Muslim settlements started in Mantai, and thereafter spread systematically in the trading ports. Archaeological evidence, such as tomb stones, indicate that there were Muslim settlements in 10th century, in Anuradhapura, Trincomalee and Colombo. Thereafter, there were Muslim settlements in the port towns along the southwestern seaboard, such as Beruwela and Galle"

" As we all know, the Muslims use their Arabic or Persian names very openly and proudly. Even today, the Muslims in Kandyan areas have 2 names, a traditional Sinhala family name denoting the person's ancestry and profession and an Arabic name. For all practical purposes, only the Arabic name is known and used. The Sinhala name is used only in legal documents and is useful in proving long residence in the island and ownership of land. (Dewaraja. p 12-13)."

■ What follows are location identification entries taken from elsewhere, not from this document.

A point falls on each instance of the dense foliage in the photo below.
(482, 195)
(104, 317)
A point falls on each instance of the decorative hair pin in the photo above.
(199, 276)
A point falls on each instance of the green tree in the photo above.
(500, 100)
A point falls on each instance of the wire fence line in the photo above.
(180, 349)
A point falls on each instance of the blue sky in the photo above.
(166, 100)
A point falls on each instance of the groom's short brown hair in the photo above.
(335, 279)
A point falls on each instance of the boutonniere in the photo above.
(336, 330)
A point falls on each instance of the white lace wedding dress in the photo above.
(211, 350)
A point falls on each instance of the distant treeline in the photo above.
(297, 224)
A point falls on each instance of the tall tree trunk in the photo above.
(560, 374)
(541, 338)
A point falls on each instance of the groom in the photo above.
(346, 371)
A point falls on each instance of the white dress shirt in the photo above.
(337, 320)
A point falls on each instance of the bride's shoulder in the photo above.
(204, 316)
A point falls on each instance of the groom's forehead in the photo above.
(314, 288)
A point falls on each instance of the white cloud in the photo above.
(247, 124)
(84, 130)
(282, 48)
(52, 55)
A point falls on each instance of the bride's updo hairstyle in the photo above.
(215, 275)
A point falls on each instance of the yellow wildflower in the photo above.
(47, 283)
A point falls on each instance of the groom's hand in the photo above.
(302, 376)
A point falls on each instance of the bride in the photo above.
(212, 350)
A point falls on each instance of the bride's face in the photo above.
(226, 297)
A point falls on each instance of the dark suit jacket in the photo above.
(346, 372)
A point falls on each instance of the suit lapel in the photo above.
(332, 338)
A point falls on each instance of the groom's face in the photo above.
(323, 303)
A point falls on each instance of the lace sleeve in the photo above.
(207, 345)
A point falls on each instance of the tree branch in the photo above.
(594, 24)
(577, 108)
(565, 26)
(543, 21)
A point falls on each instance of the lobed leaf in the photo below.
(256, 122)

"The second wave of Muslims came to Sri Lanka from South India. They were the descendants of earlier Arab traders who had settled in South Indian ports and married local women. Thus Tamil and Malayalam came to be written in Arabic script, and was known as Arabic Tamil. The Koran was translated into Arabic Tamil. It was translated into Sinhala only recently. Since it was compulsory for Muslim children to read the Koran, they had to know Arabic Tamil. This partly explains why Muslims who have lived for centuries in wholly Sinhala speaking areas retained Arabic Tamil as their 'mother tongue'. Generations of Sri Lankan Tamils went to theological institutions in Vellore to study Islamic learning. It has also been suggested that Muslims speak Tamil because Tamil was widely used in maritime commerce in the Indian Ocean (Dewaraja p 17)."

https://www.missionislam.com/knowledge/srilanka.htm

Bro.. You might not agree with me but since the Tamil Sinhala conflict arose there have been a systematic attempt by the Tamil supremacist's to include Sri Lankan Muslims as a whole to their narrative of Tamil nationhood, This has been rejected over the years staunchly by Muslim scholars and others in neutral perspectives for it's false connotations , Thus it leads to believe some of those works that try to portray the whole community as one homogeneous entity can be attributed to that propaganda

I shall continue to submit other sources and studies as time permits, Especially on genealogical records

I agree in the end it is up to the moors individually to decide if they are Tamil or not. I think I will rest it there....and we can agree to disagree on whatever else.

Genetically there is too much going on anyway to properly delineate ethnicities...I remember reading somewhere in South Asia ( and even the world globally) there is actually more difference within ethinc groups than across ethnic groups in perceptible markers of geographic areas.